Logic, physics, and ethics all share the same subject-matter, namely, the rational universe (58).

The subject-matter of logic, physics and ethics is one thing, the rational universe, considered from three different but mutually consistent points of view; this is because nature as a whole is informed by reason, |  λόγος (Long 1974: 19).

(58-59)

[The next idea seems to be the following. Human action is guided by reason or logos. It is the same logos that guides the universe. To understand what is right conduct in the world, we need to understand the logos underlying the causal events in the world, so that we can work reasonably with the real way things are, and we need to understand our relation to the universe, because we are inserting our activity into it and affecting its causal chains. Let me quote, as I may have misunderstood the reasoning.]

Human actions are related to cosmic events in being manifestations of one and the same λόγος (‘reason’) and the question of right conduct could not be settled without understanding the relation of man to the universe and its causal processes (Sandbach 1975: 14).

(59)

Luhtala then quotes Bréhier, who notes that the logos is found in logical consequence, physical causality, and harmonious human activity. [I am not sure I understand the parallel in ethics, but perhaps the notion of consequences for certain actions is involved.]

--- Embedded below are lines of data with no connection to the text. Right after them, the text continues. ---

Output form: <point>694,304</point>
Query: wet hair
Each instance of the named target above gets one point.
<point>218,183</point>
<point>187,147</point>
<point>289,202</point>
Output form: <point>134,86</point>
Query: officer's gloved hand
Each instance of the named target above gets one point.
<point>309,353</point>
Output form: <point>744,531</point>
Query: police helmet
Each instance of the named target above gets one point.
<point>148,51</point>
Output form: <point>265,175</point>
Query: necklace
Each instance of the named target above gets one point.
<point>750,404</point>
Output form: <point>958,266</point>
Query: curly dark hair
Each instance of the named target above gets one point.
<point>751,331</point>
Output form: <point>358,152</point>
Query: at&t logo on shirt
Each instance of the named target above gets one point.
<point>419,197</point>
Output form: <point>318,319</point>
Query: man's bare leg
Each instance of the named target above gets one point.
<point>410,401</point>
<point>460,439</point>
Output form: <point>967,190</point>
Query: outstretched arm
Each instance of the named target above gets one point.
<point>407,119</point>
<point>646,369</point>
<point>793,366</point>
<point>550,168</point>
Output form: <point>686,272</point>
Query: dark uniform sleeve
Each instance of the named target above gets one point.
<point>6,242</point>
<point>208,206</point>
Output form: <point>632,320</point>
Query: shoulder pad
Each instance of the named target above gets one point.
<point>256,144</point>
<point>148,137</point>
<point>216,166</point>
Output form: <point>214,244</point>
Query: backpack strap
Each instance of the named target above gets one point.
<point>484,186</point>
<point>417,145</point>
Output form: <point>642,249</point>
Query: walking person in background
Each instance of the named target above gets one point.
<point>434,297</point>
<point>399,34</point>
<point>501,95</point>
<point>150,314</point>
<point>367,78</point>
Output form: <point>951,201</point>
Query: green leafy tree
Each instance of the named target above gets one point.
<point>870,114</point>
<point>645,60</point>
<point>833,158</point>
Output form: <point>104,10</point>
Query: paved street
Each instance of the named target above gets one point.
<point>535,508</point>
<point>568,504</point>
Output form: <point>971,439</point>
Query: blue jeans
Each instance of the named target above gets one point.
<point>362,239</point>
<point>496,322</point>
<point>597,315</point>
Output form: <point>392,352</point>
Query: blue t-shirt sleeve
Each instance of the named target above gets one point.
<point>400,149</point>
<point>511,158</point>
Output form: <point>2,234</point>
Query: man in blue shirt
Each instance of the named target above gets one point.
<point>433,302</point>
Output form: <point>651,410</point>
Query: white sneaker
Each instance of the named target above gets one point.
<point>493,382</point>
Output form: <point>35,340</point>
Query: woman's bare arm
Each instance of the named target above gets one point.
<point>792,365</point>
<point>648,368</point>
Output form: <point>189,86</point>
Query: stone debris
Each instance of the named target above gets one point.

They [the various parts of Stoic philosophy] are indissolubly linked together since it is one and the same reason which in dialectic binds consequential propositions to antecedents, which in nature establishes a causal nexus and which in conduct provides the basis for perfect harmony between actions ... it is impossible to realize rationality independently in these three spheres. (Brehier 1931 1: 299, tr. by Long 1974: 120)

(59, quoting Bréhier, bracketed insertion mine)

But it is the unity of Stoic philosophy and the primacy of its linguistic concerns that will concern us mostly here (59).

 

 

 

 

From:

 

Luhtala, Anneli. 2000. On the Origin of Syntactical Description in Stoic Logic. Münster: Nodus.

 

 

Other texts, cited by Luhtala:

 

Brehier, Emile. 1931. Histoire de la philosophie. Vol. I. Paris: Presses Universitaires de Fance.

 

Diogenes Laertius: Lives of eminent philosophers. Translated by Robert D. Hicks. 2 vols. London: William Heinemann / Cambridge, Mass.: Harvard University Press 1950.

 

Long, Anthony A. 1974. Hellenistic Philosophy. London, New York: Charles Scribner’s sons.

 

Sandbach, Fancis H. 1975. The Stoics. Ancient Culture and Society. London: Chatto & Windus.

 

Sextus Empiricus: Adversus Mathematicos I-XI. Ed. with an English translation by Robert G. Bury. 4 vols. The Loeb Classical Library. London: Heinemann; Cambridge, Mass.: Harvard Univ. Press 1949.